The OIG interprets “retailers” to be entities “that sell [ ] items directly to consumers . . . [and do not] primarily provide services,” including both big-box stores with pharmacies and smaller, independent pharmacies. These retailers may offer rewards that must not be copayment waivers. Additionally, these rewards must be available to everyone regardless of health insurance status, and must not be tied to the provision of items or services reimbursed by Medicare or a state healthcare program. For example, a reward of a $20 coupon that could be used on anything in the store would be eligible for protection, whereas a reward of federally reimbursable items stemming from the purchase of federally reimbursable items would not.
4. Remuneration to Financially Needy Individuals
The Final Rule incorporates a third new statutory provision that excepts from the definition of “remuneration” the offer or transfer of items or services for free or less than fair market value if the following requirements are met: (a) the items and services are not advertised or tied to the provision of other items or services reimbursed by the Medicare or state healthcare programs (including Medicaid); (b) there is a reasonable connection between the items or services and the medical care of the individual; and (c) the recipient has been determined to be in financial need.
This exception, like others, does not impose any affirmative obligations on providers or suppliers to provide free items or services, waive copayments or implement any program that involves giving anything of value to beneficiaries; rather, this exception describes the circumstances under which such gifts or benefits are not prohibited by the beneficiary inducements CMP.

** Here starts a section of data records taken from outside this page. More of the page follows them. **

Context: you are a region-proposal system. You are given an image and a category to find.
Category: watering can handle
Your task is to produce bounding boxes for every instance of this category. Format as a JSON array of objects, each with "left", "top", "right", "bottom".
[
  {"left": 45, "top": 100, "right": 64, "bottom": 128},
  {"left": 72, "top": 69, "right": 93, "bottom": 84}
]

5. Copayment Waivers for the First Fill of Generic Drugs
The OIG adopts another ACA statutory provision excepting from the definition of “remuneration” the waiver by a Part D Plan sponsor of any copayment for the first fill of a covered Part D drug. The OIG states that the purpose of this exception is to “minimize drug costs by encouraging the use of lower cost generic drugs.” The Part D Plan sponsor must include the waiver in its annual benefit design package it submits to CMS if the sponsor will use it. This exception is applicable to coverage years beginning on or after January 1, 2018.
While the AKS and CMP are often viewed by the healthcare and life science industries as impediments to improving the efficiency and innovation of healthcare delivery, the OIG in its Final Rule liberalizes those requirements by enhancing the flexibility of healthcare providers to engage in business arrangements that improve access to care, while still protecting federal programs and patients from fraud and abuse. In an environment where value-based reimbursement models and population health initiatives are the growing norm, the AKS and CMP exceptions under the Final Rule encourage hospitals, pharmacies, ambulance providers, Medicare Advantage Plans and FQHCs to collaborate and strategize among each other on efforts to better serve beneficiaries, members and patients alike.